No responses from potential buyers were received by an April 22 deadline, probably because of ongoing asbestos and lead remediation taking place inside, said Village Manager Karen D’Attore, so the application period will likely be extended to mid-June.
A previous attempt in 2016 to turn the building into a food hall wound up in state court the following year, when the buyer, Corinthian Group LLC, sued the village after the contract was terminated. The village Board of Trustees unanimously approved $55,000 to settle the lawsuit in February 2020, according to village records.
This time around, the village, which purchased the property in 2003, is hoping the process goes more smoothly, especially after the injection of $500,000 in state funding matched by $100,000 from the village for the remediation work.

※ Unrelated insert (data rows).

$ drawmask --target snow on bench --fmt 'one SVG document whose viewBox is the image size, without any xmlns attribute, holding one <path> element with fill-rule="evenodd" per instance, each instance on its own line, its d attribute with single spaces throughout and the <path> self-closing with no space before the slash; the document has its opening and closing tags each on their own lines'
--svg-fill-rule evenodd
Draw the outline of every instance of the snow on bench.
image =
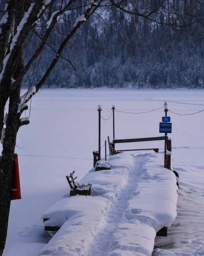
<svg viewBox="0 0 204 256">
<path fill-rule="evenodd" d="M 114 227 L 105 255 L 151 256 L 156 232 L 170 226 L 176 216 L 175 176 L 163 167 L 163 154 L 159 153 L 134 159 L 120 153 L 108 160 L 111 169 L 95 172 L 93 168 L 81 181 L 92 184 L 92 196 L 65 196 L 44 215 L 49 219 L 44 225 L 61 227 L 38 256 L 92 255 L 91 243 L 100 232 L 104 233 L 104 225 L 108 229 L 107 216 L 117 202 L 120 207 L 118 195 L 126 195 L 130 186 L 129 200 L 123 203 L 126 208 Z M 137 179 L 133 181 L 135 175 Z"/>
<path fill-rule="evenodd" d="M 72 173 L 70 174 L 70 176 L 66 176 L 68 183 L 71 189 L 70 191 L 70 196 L 76 196 L 76 195 L 79 195 L 81 196 L 90 196 L 91 188 L 92 184 L 89 183 L 86 185 L 82 183 L 81 185 L 80 185 L 77 182 L 77 181 L 74 181 L 77 178 L 77 177 L 73 178 L 73 175 L 75 172 L 75 171 L 74 171 Z"/>
</svg>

The village envisions the property as a landmark destination that highlights Ossining’s uniqueness and brings people into the community, D’Attore said. The property is essentially the gateway to the village’s downtown and fits in with the $10 million Downtown Revitalization Initiative Ossining is currently planning.
“I think that some of the issues or challenges to any development have been mitigated by the fact that there has been state investment in the building, which somewhat lessens the burden for the developer,” D’Attore said.

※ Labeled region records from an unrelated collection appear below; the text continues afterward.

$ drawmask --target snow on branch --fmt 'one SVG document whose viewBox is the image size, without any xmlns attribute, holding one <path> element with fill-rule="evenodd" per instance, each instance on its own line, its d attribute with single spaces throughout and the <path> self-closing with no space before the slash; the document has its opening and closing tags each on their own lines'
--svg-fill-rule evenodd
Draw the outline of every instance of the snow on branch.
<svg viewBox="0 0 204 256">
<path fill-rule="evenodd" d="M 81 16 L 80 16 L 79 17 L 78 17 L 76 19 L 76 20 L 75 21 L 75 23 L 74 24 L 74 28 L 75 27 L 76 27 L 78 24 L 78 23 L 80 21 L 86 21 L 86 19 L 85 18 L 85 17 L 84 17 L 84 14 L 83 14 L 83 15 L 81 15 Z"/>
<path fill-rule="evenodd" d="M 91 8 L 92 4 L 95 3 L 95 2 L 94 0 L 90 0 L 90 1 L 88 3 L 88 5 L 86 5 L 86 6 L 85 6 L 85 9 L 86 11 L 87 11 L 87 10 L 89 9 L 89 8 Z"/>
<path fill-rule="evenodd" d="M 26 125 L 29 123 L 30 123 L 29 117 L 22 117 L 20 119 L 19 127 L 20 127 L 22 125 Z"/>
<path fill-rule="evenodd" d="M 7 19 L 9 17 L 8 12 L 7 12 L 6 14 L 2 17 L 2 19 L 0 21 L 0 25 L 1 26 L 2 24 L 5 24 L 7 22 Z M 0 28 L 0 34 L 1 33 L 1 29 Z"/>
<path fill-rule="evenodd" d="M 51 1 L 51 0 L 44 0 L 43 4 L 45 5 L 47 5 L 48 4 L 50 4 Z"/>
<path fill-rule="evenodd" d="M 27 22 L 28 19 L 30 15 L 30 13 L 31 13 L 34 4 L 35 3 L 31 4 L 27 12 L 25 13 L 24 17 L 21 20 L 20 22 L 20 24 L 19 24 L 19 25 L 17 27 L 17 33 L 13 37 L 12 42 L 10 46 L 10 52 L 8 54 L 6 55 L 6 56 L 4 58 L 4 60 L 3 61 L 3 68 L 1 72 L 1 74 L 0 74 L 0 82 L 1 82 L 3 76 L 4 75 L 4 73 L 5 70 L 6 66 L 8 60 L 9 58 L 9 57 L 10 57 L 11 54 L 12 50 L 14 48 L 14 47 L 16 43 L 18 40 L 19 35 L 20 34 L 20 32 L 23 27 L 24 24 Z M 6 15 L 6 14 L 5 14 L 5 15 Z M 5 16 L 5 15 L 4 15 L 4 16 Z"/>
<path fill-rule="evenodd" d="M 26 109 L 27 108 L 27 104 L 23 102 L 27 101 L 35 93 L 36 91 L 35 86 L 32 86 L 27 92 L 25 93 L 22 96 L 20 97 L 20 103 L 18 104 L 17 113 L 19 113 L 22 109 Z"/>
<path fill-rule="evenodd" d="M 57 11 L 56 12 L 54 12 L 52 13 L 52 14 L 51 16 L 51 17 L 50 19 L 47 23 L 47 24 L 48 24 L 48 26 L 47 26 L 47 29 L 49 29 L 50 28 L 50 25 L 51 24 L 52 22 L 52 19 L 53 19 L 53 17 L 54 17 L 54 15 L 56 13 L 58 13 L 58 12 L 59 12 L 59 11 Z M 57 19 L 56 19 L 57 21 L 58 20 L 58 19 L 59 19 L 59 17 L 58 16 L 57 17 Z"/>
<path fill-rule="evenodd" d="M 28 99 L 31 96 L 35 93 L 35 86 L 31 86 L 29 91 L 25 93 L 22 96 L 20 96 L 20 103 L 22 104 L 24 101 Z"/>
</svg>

The village would be open to considering a proposal for either one restaurant or a food court, she said. Other commercial uses such as office space are also permitted.
The RFP noted that although the parcel does not have its own parking lot, the village is studying proposals to allow more spots nearby.
Owners of nearby restaurants have not expressed concern about the addition of a food court, D’Attore said.
“We are sensitive that the restaurant business is a tough business so we like to do things that complement ideally,” D’Attore said. “Right now, we have a diverse number of restaurants of varying cuisines and different price points, so I think that by and large people are supportive about getting more activity and bringing in more people to the village, because that ultimately gets more people to try different things when they’re here.”
Gayle Marchica, president of the 150-member town wide Ossining Chamber of Commerce, said she supported turning the building into a destination for visitors as well as a place for residents to enjoy.
“That building obviously has been the big white elephant for so many years,” Marchica said. “It sits at the nexus of a business community that is now growing. The more businesses you have, the more vibrant the community becomes.”
She added: “There are many developers now who are very interested in Ossining, and the village has done a really good job of vetting people. We can’t take the first person that comes along.”
The village is on its way to reimagining its downtown, she said. “I think that we have the right people in place, the right government in place to make that happen.”